[PATCH v8 02/11] KVM: Add lockless memslot walk to KVM

James Houghton posted 11 patches 1 year, 3 months ago
There is a newer version of this series
[PATCH v8 02/11] KVM: Add lockless memslot walk to KVM
Posted by James Houghton 1 year, 3 months ago
Provide flexibility to the architecture to synchronize as optimally as
they can instead of always taking the MMU lock for writing.

Architectures that do their own locking must select
CONFIG_KVM_MMU_NOTIFIER_YOUNG_LOCKLESS.

The immediate application is to allow architectures to implement the
test/clear_young MMU notifiers more cheaply.

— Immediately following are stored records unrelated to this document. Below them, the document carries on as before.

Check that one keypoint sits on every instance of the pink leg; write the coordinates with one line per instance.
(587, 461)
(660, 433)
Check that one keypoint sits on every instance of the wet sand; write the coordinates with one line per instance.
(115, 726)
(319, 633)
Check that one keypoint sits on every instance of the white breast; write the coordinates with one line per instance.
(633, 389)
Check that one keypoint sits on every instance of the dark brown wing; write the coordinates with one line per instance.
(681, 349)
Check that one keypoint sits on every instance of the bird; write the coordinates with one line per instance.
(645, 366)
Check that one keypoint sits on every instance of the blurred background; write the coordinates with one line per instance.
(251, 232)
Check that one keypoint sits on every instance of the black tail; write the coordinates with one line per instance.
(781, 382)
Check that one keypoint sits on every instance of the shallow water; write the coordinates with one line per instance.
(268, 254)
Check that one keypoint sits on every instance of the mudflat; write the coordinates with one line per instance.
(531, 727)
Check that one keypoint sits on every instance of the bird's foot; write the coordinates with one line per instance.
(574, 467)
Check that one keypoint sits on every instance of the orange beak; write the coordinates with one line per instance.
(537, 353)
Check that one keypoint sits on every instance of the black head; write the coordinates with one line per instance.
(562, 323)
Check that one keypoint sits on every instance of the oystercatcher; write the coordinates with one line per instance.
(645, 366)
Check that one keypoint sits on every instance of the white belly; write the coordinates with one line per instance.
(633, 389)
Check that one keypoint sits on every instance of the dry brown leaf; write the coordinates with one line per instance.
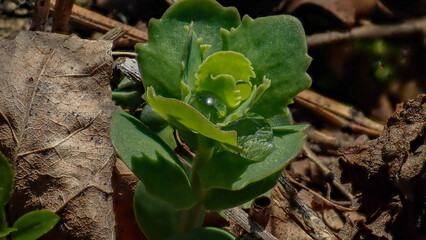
(389, 172)
(54, 126)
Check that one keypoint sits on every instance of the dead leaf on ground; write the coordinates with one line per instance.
(54, 126)
(343, 10)
(390, 173)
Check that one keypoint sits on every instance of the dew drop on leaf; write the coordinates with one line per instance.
(254, 135)
(209, 104)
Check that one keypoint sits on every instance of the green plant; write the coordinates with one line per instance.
(30, 226)
(224, 85)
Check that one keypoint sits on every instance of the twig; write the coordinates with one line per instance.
(327, 172)
(40, 15)
(113, 34)
(124, 54)
(338, 113)
(102, 23)
(61, 15)
(304, 215)
(243, 219)
(317, 195)
(368, 31)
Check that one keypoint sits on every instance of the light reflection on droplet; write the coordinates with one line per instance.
(209, 101)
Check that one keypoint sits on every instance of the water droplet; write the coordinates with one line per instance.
(209, 104)
(255, 135)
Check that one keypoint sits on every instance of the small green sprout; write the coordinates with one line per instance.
(31, 225)
(224, 84)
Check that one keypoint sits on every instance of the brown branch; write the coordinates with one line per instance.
(244, 220)
(302, 213)
(338, 113)
(41, 14)
(319, 196)
(327, 172)
(368, 31)
(102, 23)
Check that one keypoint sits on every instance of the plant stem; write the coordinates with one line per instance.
(3, 223)
(193, 217)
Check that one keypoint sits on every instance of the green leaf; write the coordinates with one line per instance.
(192, 58)
(147, 155)
(156, 218)
(204, 233)
(182, 115)
(160, 58)
(6, 231)
(219, 199)
(151, 119)
(232, 172)
(6, 181)
(219, 74)
(255, 136)
(34, 224)
(128, 98)
(255, 95)
(276, 47)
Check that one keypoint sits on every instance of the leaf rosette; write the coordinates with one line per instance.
(208, 73)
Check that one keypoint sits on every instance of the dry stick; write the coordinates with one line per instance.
(244, 220)
(304, 215)
(113, 34)
(61, 15)
(102, 23)
(41, 14)
(327, 172)
(338, 113)
(99, 22)
(317, 195)
(368, 31)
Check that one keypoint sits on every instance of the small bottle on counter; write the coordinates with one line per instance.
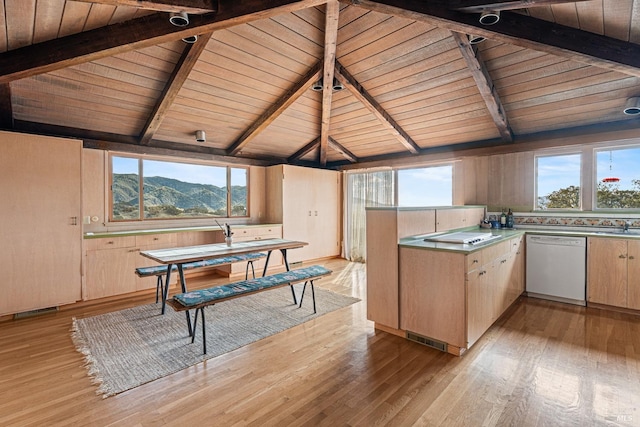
(510, 219)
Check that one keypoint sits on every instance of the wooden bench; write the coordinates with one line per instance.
(199, 299)
(160, 271)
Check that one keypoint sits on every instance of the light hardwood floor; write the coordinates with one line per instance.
(543, 363)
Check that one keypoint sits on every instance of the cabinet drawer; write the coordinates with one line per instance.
(156, 239)
(516, 244)
(474, 260)
(110, 243)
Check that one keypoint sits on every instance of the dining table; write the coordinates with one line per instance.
(178, 256)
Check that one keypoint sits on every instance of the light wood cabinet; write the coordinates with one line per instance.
(385, 227)
(613, 272)
(40, 230)
(455, 297)
(307, 203)
(111, 263)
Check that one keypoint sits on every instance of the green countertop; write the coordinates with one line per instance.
(215, 227)
(418, 242)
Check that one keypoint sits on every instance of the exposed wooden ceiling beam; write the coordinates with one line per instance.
(189, 6)
(188, 59)
(343, 151)
(330, 45)
(374, 107)
(478, 6)
(6, 108)
(519, 30)
(135, 34)
(304, 150)
(276, 109)
(485, 85)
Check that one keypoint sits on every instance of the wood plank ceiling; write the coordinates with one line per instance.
(118, 75)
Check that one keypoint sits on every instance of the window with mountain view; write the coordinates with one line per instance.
(617, 178)
(175, 190)
(558, 182)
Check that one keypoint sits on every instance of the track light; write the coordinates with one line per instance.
(179, 19)
(489, 17)
(190, 39)
(475, 39)
(632, 107)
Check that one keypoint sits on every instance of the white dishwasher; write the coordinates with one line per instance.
(556, 268)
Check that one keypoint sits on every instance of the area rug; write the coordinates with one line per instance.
(131, 347)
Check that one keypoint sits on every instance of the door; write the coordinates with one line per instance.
(40, 231)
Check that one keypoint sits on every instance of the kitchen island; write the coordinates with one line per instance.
(451, 293)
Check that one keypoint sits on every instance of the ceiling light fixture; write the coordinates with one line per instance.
(489, 17)
(179, 19)
(475, 39)
(190, 39)
(632, 107)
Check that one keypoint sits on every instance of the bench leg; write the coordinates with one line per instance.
(204, 333)
(195, 322)
(246, 271)
(313, 295)
(159, 286)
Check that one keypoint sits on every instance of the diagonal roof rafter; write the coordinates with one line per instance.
(519, 30)
(299, 88)
(132, 35)
(485, 85)
(330, 46)
(183, 68)
(374, 107)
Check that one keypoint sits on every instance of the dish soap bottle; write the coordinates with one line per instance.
(510, 219)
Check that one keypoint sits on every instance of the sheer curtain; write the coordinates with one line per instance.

Suggested-by: Yu Zhao <yuzhao@google.com>
Signed-off-by: James Houghton <jthoughton@google.com>
Reviewed-by: David Matlack <dmatlack@google.com>
---
 include/linux/kvm_host.h |  1 +
 virt/kvm/Kconfig         |  2 ++
 virt/kvm/kvm_main.c      | 28 +++++++++++++++++++++-------
 3 files changed, 24 insertions(+), 7 deletions(-)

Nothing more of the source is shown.